Sunday, September 5, 2010

Variations of "Little Red Riding Hood"


“Oh Granny what big teeth you have”, “The better to eat you with my child” Almost every child in America has heard a variation of this quote by little red riding hood and the big bad wolf. “Little Red Riding Hood” is a common childhood folktale often told to children by their parents, teachers, and baby sitters.  This story has many variations and interpretations such as the “Little Red Cap” and “The Grandmother”.  All of these stories share many similarities and differences.

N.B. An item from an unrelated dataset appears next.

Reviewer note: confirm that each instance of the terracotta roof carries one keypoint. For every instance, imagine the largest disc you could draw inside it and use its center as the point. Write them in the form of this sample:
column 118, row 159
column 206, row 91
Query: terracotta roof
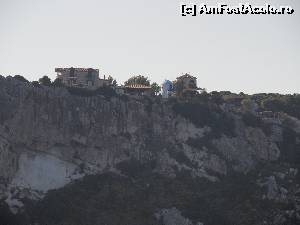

       These folktales posses many similarities such as location, gender roles, binary oppositions, and morals.  All of these variations take place in a small village near the woods. The detail of location allows the reader to grasp a sense of era. We can make the observation that this story did not take place in modern times, which might have supplied Little Red Riding Hood with more protection.  The roles of the characters and their genders reveal how our American society expects males to be the manipulators and the females to be innocent.  “Little Red Cap” introduces another character to the story. A young masculine huntsman played the role of a concerned hero. Unlike the other two variations ,“Little Red Riding Hood” and “grandmother”,  Little Red cap and her grandmother were retrieved from the wolf's stomach and the wolf dies.
The binary oppositions in these folktales are very obvious, “good” vs. “evil”, “naïve” vs. “sharp-witted” and “male” vs. “female”.  The Wolf is evil conniving and manipulative.  He takes advantage of young naive red riding hood, persuading her to tell him where she is going.  In the story of “Little Red Cap” the wolf takes initiative to pose as temptation by directing her to be distracted by the flowers in the forest making his task easier to accomplish. These stories provide assumption that women are easier to manipulate and be distracted by temptation than men. 
          The underlying moral of this folktale is to avoid strangers and obey your parents.  In both “Little Red Riding Hood” and “The Grandmother” the consequences of Little Red Riding hood talking to strangers and disobeying her mother results in her and her grandmother getting devoured by the wolf. In “Little Red Cap” it gives a different interpretation it reveals to children that there is a chance that someone will save you from danger and the consequences will not be so drastic.
     The teller of this folktale has many option of how they may decide to tell it.  As long as they correctly disclose the proper events in the proper order and the same moral is revealed then the folktale remains consistently sacred.